Watson currently is participating in preseason workouts with the Browns and, at the moment, is cleared to play the upcoming NFL season.

That is unless the NFL suspends Watson for some, most or all of the 2022 season. NFL commissioner Roger Goodell has said the league is nearing completion of its independent investigation into Watson’s case and will reach a decision “shortly,” probably this summer. The NFL and NFL Players Association mutually agreed to have former U.S. District Judge Sue Robinson decide whether or not Watson violated the league’s Personal Conduct Policy and what discipline should be handed down if he did.

The Browns are scheduled to play the Texans on Dec. 4 at NRG Stadium in Houston.

O’Brien said, while producing the Real Sports piece, she tried to interview Watson, his attorneys and the Cleveland Browns for their side of the story. All declined.

During a press conference in March to announce his joining the Browns, Watson denied any inappropriate behavior with the massage therapists.

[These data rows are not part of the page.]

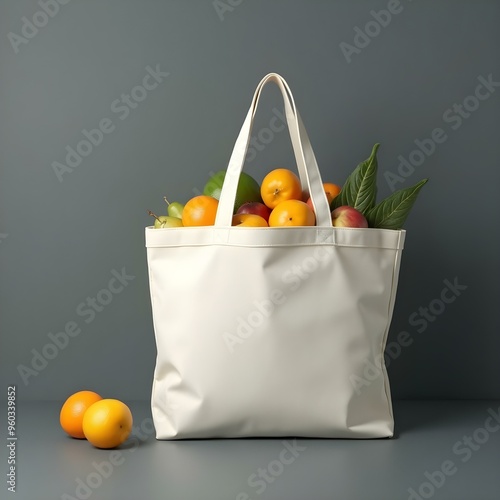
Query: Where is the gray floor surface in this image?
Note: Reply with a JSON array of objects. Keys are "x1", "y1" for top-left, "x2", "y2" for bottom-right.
[{"x1": 0, "y1": 401, "x2": 500, "y2": 500}]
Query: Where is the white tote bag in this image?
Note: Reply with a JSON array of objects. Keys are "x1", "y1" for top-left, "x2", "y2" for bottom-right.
[{"x1": 146, "y1": 73, "x2": 405, "y2": 439}]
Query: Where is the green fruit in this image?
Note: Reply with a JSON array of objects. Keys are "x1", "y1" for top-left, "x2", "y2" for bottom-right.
[
  {"x1": 163, "y1": 197, "x2": 184, "y2": 219},
  {"x1": 148, "y1": 210, "x2": 184, "y2": 229},
  {"x1": 203, "y1": 170, "x2": 262, "y2": 212}
]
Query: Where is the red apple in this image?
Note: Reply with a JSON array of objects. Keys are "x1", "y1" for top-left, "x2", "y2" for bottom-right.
[
  {"x1": 332, "y1": 205, "x2": 368, "y2": 227},
  {"x1": 236, "y1": 201, "x2": 271, "y2": 222}
]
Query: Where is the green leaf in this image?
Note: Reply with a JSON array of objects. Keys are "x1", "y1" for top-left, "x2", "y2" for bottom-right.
[
  {"x1": 366, "y1": 179, "x2": 429, "y2": 229},
  {"x1": 331, "y1": 144, "x2": 380, "y2": 216}
]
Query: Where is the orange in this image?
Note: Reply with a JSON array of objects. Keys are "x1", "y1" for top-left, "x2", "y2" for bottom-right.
[
  {"x1": 260, "y1": 168, "x2": 302, "y2": 209},
  {"x1": 323, "y1": 182, "x2": 342, "y2": 203},
  {"x1": 233, "y1": 214, "x2": 269, "y2": 227},
  {"x1": 83, "y1": 399, "x2": 133, "y2": 448},
  {"x1": 59, "y1": 391, "x2": 102, "y2": 439},
  {"x1": 182, "y1": 195, "x2": 219, "y2": 226},
  {"x1": 269, "y1": 200, "x2": 316, "y2": 227}
]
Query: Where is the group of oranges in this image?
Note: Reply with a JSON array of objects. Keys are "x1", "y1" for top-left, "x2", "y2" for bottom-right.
[
  {"x1": 59, "y1": 391, "x2": 133, "y2": 448},
  {"x1": 182, "y1": 168, "x2": 341, "y2": 227}
]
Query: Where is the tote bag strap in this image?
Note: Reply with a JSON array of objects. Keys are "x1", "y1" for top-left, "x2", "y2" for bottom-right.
[{"x1": 215, "y1": 73, "x2": 332, "y2": 227}]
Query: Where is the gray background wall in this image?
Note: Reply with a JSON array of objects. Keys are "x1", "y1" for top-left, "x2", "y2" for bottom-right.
[{"x1": 0, "y1": 0, "x2": 500, "y2": 399}]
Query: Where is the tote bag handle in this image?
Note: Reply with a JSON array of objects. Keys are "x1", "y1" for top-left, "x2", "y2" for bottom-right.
[{"x1": 215, "y1": 73, "x2": 332, "y2": 227}]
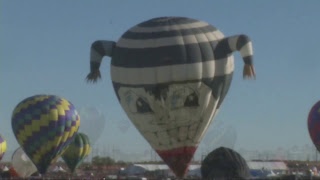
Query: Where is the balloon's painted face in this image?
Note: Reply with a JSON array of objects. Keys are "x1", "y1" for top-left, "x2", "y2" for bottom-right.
[{"x1": 118, "y1": 82, "x2": 217, "y2": 149}]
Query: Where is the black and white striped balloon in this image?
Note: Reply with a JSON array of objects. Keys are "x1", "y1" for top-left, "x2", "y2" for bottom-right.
[{"x1": 87, "y1": 17, "x2": 254, "y2": 177}]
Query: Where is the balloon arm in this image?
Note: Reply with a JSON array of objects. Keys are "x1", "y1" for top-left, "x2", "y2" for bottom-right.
[
  {"x1": 215, "y1": 34, "x2": 256, "y2": 79},
  {"x1": 87, "y1": 40, "x2": 116, "y2": 82}
]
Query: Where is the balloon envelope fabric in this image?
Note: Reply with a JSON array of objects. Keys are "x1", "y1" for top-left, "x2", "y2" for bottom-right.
[
  {"x1": 0, "y1": 135, "x2": 7, "y2": 160},
  {"x1": 11, "y1": 95, "x2": 80, "y2": 174},
  {"x1": 11, "y1": 147, "x2": 37, "y2": 178},
  {"x1": 62, "y1": 133, "x2": 91, "y2": 172},
  {"x1": 308, "y1": 101, "x2": 320, "y2": 152},
  {"x1": 87, "y1": 17, "x2": 255, "y2": 178}
]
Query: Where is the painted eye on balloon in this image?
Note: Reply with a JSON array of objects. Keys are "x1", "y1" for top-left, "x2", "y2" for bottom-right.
[
  {"x1": 184, "y1": 92, "x2": 199, "y2": 107},
  {"x1": 171, "y1": 88, "x2": 199, "y2": 109},
  {"x1": 125, "y1": 91, "x2": 153, "y2": 113},
  {"x1": 136, "y1": 97, "x2": 153, "y2": 113}
]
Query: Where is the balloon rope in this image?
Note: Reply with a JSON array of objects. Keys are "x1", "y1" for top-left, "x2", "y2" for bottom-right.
[{"x1": 243, "y1": 64, "x2": 256, "y2": 79}]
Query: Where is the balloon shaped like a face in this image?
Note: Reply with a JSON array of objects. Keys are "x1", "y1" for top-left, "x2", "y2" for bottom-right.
[
  {"x1": 87, "y1": 17, "x2": 254, "y2": 177},
  {"x1": 11, "y1": 95, "x2": 80, "y2": 174},
  {"x1": 308, "y1": 101, "x2": 320, "y2": 152},
  {"x1": 61, "y1": 133, "x2": 91, "y2": 172},
  {"x1": 11, "y1": 147, "x2": 37, "y2": 178},
  {"x1": 0, "y1": 135, "x2": 7, "y2": 160}
]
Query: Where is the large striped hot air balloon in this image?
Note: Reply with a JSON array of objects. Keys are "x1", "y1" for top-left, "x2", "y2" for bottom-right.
[
  {"x1": 11, "y1": 95, "x2": 80, "y2": 174},
  {"x1": 87, "y1": 17, "x2": 255, "y2": 177},
  {"x1": 0, "y1": 134, "x2": 7, "y2": 160},
  {"x1": 61, "y1": 133, "x2": 91, "y2": 173}
]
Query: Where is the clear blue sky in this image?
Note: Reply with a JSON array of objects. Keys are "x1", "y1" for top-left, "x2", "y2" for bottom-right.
[{"x1": 0, "y1": 0, "x2": 320, "y2": 158}]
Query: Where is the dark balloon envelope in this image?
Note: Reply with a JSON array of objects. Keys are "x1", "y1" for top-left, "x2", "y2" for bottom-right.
[
  {"x1": 201, "y1": 147, "x2": 250, "y2": 179},
  {"x1": 0, "y1": 134, "x2": 7, "y2": 160},
  {"x1": 61, "y1": 133, "x2": 91, "y2": 172},
  {"x1": 87, "y1": 17, "x2": 255, "y2": 177},
  {"x1": 308, "y1": 101, "x2": 320, "y2": 152}
]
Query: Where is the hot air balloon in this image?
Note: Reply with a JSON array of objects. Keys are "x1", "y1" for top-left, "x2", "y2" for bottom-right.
[
  {"x1": 11, "y1": 95, "x2": 80, "y2": 174},
  {"x1": 87, "y1": 17, "x2": 255, "y2": 177},
  {"x1": 61, "y1": 133, "x2": 91, "y2": 173},
  {"x1": 0, "y1": 134, "x2": 7, "y2": 160},
  {"x1": 79, "y1": 107, "x2": 106, "y2": 146},
  {"x1": 200, "y1": 120, "x2": 237, "y2": 152},
  {"x1": 308, "y1": 101, "x2": 320, "y2": 152},
  {"x1": 11, "y1": 147, "x2": 37, "y2": 178}
]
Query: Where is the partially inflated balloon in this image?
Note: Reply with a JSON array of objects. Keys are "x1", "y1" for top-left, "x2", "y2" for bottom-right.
[
  {"x1": 11, "y1": 147, "x2": 37, "y2": 178},
  {"x1": 62, "y1": 133, "x2": 91, "y2": 172},
  {"x1": 87, "y1": 17, "x2": 255, "y2": 177},
  {"x1": 11, "y1": 95, "x2": 80, "y2": 174},
  {"x1": 308, "y1": 101, "x2": 320, "y2": 152},
  {"x1": 202, "y1": 121, "x2": 237, "y2": 152},
  {"x1": 0, "y1": 135, "x2": 7, "y2": 160}
]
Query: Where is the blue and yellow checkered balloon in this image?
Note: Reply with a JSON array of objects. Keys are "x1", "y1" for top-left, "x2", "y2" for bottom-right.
[
  {"x1": 11, "y1": 95, "x2": 80, "y2": 174},
  {"x1": 0, "y1": 135, "x2": 7, "y2": 160},
  {"x1": 61, "y1": 133, "x2": 91, "y2": 172}
]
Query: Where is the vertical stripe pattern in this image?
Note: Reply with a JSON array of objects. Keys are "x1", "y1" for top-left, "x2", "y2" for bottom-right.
[{"x1": 87, "y1": 17, "x2": 253, "y2": 177}]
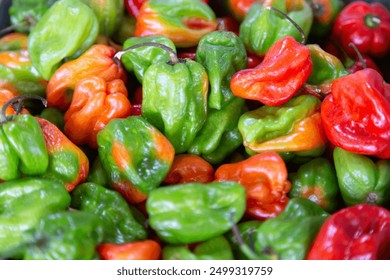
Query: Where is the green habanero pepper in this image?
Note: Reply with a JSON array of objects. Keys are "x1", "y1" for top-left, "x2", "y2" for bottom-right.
[
  {"x1": 162, "y1": 235, "x2": 234, "y2": 260},
  {"x1": 97, "y1": 116, "x2": 175, "y2": 203},
  {"x1": 24, "y1": 211, "x2": 103, "y2": 260},
  {"x1": 71, "y1": 183, "x2": 147, "y2": 244},
  {"x1": 0, "y1": 178, "x2": 71, "y2": 258},
  {"x1": 333, "y1": 147, "x2": 390, "y2": 206},
  {"x1": 27, "y1": 0, "x2": 99, "y2": 80},
  {"x1": 146, "y1": 181, "x2": 246, "y2": 244},
  {"x1": 195, "y1": 31, "x2": 248, "y2": 110},
  {"x1": 255, "y1": 198, "x2": 329, "y2": 260}
]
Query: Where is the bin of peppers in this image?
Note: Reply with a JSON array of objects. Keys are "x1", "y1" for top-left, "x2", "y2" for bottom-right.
[{"x1": 0, "y1": 0, "x2": 390, "y2": 260}]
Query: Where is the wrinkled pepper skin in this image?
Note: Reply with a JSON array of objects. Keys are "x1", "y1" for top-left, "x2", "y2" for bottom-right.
[
  {"x1": 36, "y1": 118, "x2": 89, "y2": 192},
  {"x1": 28, "y1": 0, "x2": 99, "y2": 80},
  {"x1": 0, "y1": 114, "x2": 49, "y2": 181},
  {"x1": 162, "y1": 235, "x2": 233, "y2": 260},
  {"x1": 64, "y1": 77, "x2": 131, "y2": 149},
  {"x1": 134, "y1": 0, "x2": 217, "y2": 47},
  {"x1": 307, "y1": 204, "x2": 390, "y2": 260},
  {"x1": 195, "y1": 31, "x2": 248, "y2": 110},
  {"x1": 214, "y1": 151, "x2": 291, "y2": 220},
  {"x1": 255, "y1": 198, "x2": 329, "y2": 260},
  {"x1": 0, "y1": 50, "x2": 47, "y2": 97},
  {"x1": 0, "y1": 178, "x2": 71, "y2": 258},
  {"x1": 238, "y1": 95, "x2": 327, "y2": 156},
  {"x1": 146, "y1": 182, "x2": 246, "y2": 244},
  {"x1": 239, "y1": 0, "x2": 313, "y2": 56},
  {"x1": 333, "y1": 147, "x2": 390, "y2": 206},
  {"x1": 122, "y1": 35, "x2": 176, "y2": 84},
  {"x1": 288, "y1": 157, "x2": 340, "y2": 213},
  {"x1": 71, "y1": 183, "x2": 147, "y2": 244},
  {"x1": 230, "y1": 36, "x2": 313, "y2": 106},
  {"x1": 46, "y1": 44, "x2": 125, "y2": 111},
  {"x1": 321, "y1": 68, "x2": 390, "y2": 159},
  {"x1": 98, "y1": 239, "x2": 161, "y2": 260},
  {"x1": 163, "y1": 154, "x2": 214, "y2": 185},
  {"x1": 24, "y1": 211, "x2": 103, "y2": 260},
  {"x1": 188, "y1": 97, "x2": 246, "y2": 164},
  {"x1": 97, "y1": 116, "x2": 175, "y2": 203},
  {"x1": 142, "y1": 57, "x2": 209, "y2": 153}
]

Watson: “I never assaulted any woman. I’ve never disrespected any woman. I was raised to be genuine and respect everyone around me. I’ve never done the thing that these people are alleging. My mom and my aunties didn’t raise me that way.”

Leah Graham, a member of Watson’s legal team, sat for an interview after O’Brien’s segment was complete.

Graham: "It's 22 women. It's one lawyer. There's only one lawyer who was willing to take these cases. And as we know from Ashley Solis’ deposition, Mr. (Houston attorney Tony) Buzbee was not the first, probably not the second or third lawyer she went to, but he was the only one to take her case. Why? Not because it had merit, but because he would use these cases to increase his social media following and quite frankly to get on shows like this one.”

My reaction after watching the Real Sports segment? We weren’t in the room when the massage therapists worked on Watson. We weren’t in the grand jury room when evidence against Watson was presented. We don’t know what happened. We don’t know what will happen if these cases go to trial.

Until then all we have is one big, lurid, embarrassing mess. In American courtrooms, defendants are presumed innocent. That’s often the opposite in the court of public opinion. We’ll just have to wait while the wheels of justice grind painfully slow.